V17: Paul Davis Goes Global
Varoom’s regular columnist on Vlad The Impaler, financial spot illustration and Twitter. Varoom 17 extract.
Globalisation: It’s Not At All New At All.
©Paul Davis 2011.
I don’t get this overused so-called new-fangled word ‘globalisation’ at all. Think of past super-powers; surely it comes down to what technology was available at the time. Think of the success of The Romans, The Ottomans, Ivan The Terrible, any colonialism: The Spanish, The British, The Danes (even The Belgians for God’s sake); if they’d had Facebook, Twitter or any social media for that matter (imagine Vlad The Impaler on Linkedin showing his portfolio of recent projects) along with fighter/bombers, landmines, drones and the likethen who knows what would have happened. The HorsebackDeliveryService was a galloping, sweaty forerunner to YouSendIt. At least they tried to rule, degrade and rape the world with their limited resources of swords, catapults, slings and arrows, canons, syphilis and crazy religious beliefs. Nowadays we can can natter pointlessly to anyone anywhere; or buy and sell hundreds of different currencies in a nanosecond, salivate with hedge-funds, futures and options; trade commodities in a trillion different directions and then with misguided timing and the push of a few wrong buttons, lose it all and then miraculously pay ourselves a healthy end-of-year bonus.
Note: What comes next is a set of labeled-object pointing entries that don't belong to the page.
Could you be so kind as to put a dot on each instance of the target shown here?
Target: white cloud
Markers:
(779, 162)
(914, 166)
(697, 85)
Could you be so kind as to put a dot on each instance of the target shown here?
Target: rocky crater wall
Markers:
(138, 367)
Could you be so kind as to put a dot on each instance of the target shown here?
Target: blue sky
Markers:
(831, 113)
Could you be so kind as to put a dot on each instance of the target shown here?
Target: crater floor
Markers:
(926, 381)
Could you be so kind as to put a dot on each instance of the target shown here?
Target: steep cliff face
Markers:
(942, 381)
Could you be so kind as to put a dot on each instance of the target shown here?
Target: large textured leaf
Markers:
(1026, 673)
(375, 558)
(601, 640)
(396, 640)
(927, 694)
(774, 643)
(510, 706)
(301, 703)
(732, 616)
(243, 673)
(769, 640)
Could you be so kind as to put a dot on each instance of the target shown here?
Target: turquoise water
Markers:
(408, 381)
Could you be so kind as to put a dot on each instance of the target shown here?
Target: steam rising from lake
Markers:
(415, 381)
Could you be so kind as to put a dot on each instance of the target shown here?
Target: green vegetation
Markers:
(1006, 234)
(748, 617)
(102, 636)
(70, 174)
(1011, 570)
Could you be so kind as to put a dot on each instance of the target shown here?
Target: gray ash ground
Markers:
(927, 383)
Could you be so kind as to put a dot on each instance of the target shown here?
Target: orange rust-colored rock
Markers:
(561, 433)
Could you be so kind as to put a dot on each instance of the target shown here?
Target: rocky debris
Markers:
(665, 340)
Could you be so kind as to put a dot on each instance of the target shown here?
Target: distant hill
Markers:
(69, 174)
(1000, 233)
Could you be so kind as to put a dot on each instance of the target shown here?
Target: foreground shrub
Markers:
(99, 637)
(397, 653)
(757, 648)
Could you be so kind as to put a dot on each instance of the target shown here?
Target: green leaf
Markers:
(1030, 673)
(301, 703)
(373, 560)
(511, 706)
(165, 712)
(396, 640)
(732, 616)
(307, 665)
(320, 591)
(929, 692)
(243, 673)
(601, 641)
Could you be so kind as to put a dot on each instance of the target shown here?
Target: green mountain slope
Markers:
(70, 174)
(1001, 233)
If you’re a banker, of course.
We’re not though, are we? No, we’re illustrators. But we are just as determined as any city boy idiot to forge ever forwards in this increasingly competitive world. I did some research and I estimate that, for instance, within our biggest market – America – and within the 30-odd billion dollars of exports to the US, financial spot illustration is responsible for about 2.7% of that total – which in other words, in real terms, is around $800,000,000 per annum. Just to America! Think now of the BRICS market – Brazil, Russia, India and China – the potential for edging into the financial spot illustration market in those fiscally blossoming countries is enormous. As those generous USA for Africa self promoters once sang, we are the world, we are the future.
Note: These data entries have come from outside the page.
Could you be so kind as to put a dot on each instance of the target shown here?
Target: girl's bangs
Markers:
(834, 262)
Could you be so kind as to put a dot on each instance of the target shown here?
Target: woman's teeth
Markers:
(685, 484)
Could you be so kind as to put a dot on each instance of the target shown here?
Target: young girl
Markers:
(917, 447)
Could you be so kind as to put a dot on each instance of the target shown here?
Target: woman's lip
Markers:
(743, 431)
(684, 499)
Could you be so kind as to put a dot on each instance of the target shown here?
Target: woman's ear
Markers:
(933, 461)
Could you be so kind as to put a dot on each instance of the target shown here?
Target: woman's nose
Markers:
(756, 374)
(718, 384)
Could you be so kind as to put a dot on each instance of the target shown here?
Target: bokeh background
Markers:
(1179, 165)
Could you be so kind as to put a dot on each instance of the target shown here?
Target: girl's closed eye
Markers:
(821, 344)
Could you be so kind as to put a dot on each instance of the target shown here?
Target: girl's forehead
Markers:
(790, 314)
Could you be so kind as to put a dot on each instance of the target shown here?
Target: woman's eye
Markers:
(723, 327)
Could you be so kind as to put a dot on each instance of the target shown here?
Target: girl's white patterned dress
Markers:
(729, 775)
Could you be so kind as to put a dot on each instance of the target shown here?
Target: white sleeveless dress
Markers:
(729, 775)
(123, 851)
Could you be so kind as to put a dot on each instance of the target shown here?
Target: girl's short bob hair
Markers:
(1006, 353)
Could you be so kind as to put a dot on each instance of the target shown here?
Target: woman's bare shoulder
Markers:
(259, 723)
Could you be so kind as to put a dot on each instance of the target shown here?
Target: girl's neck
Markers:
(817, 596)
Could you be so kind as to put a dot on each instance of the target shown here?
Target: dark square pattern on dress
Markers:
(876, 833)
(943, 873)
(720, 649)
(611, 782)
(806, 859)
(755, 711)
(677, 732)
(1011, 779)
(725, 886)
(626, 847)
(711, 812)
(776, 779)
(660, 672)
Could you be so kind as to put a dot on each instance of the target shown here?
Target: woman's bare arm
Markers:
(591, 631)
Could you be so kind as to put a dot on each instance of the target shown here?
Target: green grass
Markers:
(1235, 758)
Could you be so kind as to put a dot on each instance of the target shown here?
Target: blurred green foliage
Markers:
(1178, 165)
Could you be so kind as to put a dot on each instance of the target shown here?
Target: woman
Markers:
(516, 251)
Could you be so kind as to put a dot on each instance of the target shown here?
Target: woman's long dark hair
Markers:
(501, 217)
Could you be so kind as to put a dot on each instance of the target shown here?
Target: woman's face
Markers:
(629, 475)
So we should be proud. Even though our fees haven’t budged – in fact they’ve dipped in real terms – since 1983, we can hold our heads high, clasp that pencil with pride, do countless roughs for no reason, for dithering clients with absolutely no clue, all over this world with a sense of self-worth, a feeling of belonging and, most importantly, public recognition and support. Questions should be asked in The House.
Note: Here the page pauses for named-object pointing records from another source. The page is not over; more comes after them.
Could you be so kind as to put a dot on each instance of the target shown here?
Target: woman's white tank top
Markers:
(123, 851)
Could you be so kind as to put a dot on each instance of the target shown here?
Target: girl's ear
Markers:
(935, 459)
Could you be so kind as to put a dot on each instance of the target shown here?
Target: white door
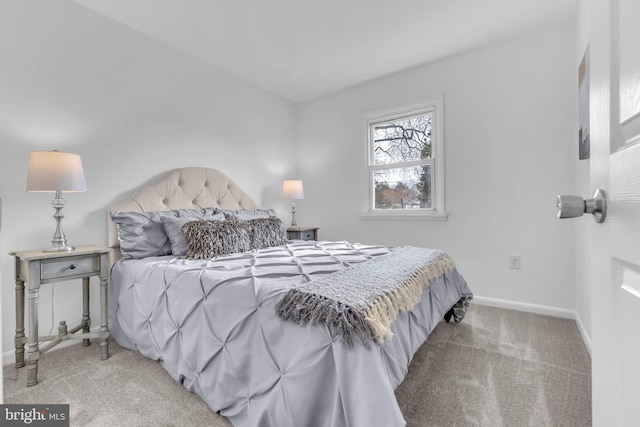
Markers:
(615, 251)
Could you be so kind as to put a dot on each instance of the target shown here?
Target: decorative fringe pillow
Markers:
(209, 239)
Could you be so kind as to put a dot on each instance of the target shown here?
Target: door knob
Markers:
(574, 206)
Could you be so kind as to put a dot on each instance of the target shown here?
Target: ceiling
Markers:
(303, 49)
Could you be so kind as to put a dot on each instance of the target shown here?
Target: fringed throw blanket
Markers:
(363, 301)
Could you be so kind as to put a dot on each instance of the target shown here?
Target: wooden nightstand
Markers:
(303, 233)
(37, 268)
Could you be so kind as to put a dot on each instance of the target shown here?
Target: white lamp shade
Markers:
(55, 171)
(292, 189)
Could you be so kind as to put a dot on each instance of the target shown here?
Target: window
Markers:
(406, 159)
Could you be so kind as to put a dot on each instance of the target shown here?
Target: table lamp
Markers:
(55, 171)
(292, 189)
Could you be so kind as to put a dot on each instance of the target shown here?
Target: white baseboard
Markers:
(539, 309)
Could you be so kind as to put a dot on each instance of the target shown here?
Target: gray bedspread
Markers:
(212, 324)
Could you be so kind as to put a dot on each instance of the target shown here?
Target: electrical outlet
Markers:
(515, 261)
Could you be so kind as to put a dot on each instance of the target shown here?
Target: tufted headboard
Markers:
(185, 188)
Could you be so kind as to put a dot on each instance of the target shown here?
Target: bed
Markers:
(212, 322)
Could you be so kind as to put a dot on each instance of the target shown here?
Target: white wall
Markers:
(73, 80)
(511, 147)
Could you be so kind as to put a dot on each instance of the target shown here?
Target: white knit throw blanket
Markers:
(363, 300)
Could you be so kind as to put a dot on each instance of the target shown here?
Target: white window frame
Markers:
(437, 211)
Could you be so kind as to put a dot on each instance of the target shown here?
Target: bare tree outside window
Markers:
(401, 163)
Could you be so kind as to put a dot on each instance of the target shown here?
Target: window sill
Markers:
(403, 216)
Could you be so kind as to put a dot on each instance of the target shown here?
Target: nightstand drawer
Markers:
(308, 235)
(57, 269)
(302, 233)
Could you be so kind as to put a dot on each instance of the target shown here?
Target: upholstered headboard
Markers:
(185, 188)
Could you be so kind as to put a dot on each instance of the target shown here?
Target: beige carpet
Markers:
(496, 368)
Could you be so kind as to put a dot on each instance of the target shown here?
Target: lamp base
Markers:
(59, 241)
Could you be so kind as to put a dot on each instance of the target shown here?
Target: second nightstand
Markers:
(303, 233)
(37, 267)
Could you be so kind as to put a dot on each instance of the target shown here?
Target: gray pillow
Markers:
(267, 232)
(245, 214)
(142, 234)
(173, 228)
A cruel acronym of warning though: PIGS. Be careful when dealing with those ne’er-do well countries. Portugal, Ireland, Greece and Spain (in the UK, it could easily stand for Plymouth, Ilfracombe, Gravesend and Stoke as far as I’m concerned). I’ve done many a financial spot illustration for the aforementioned and the art directors always focus on the misery they’re going through; the impending bankruptcy, the inflation, the rioting. I want to be involved with positivity – a sense of creative fun and the brilliant use of visual metaphor should be employed, not some dull grey pie-chart (“in your style”) underneath the title ‘The Falling Markets Since Deregulation’ denoting just how bad things have become. Their fault – not ours; we’re merely fiscal viualists rampantly eking out a living based on others’ grim monetary denouement.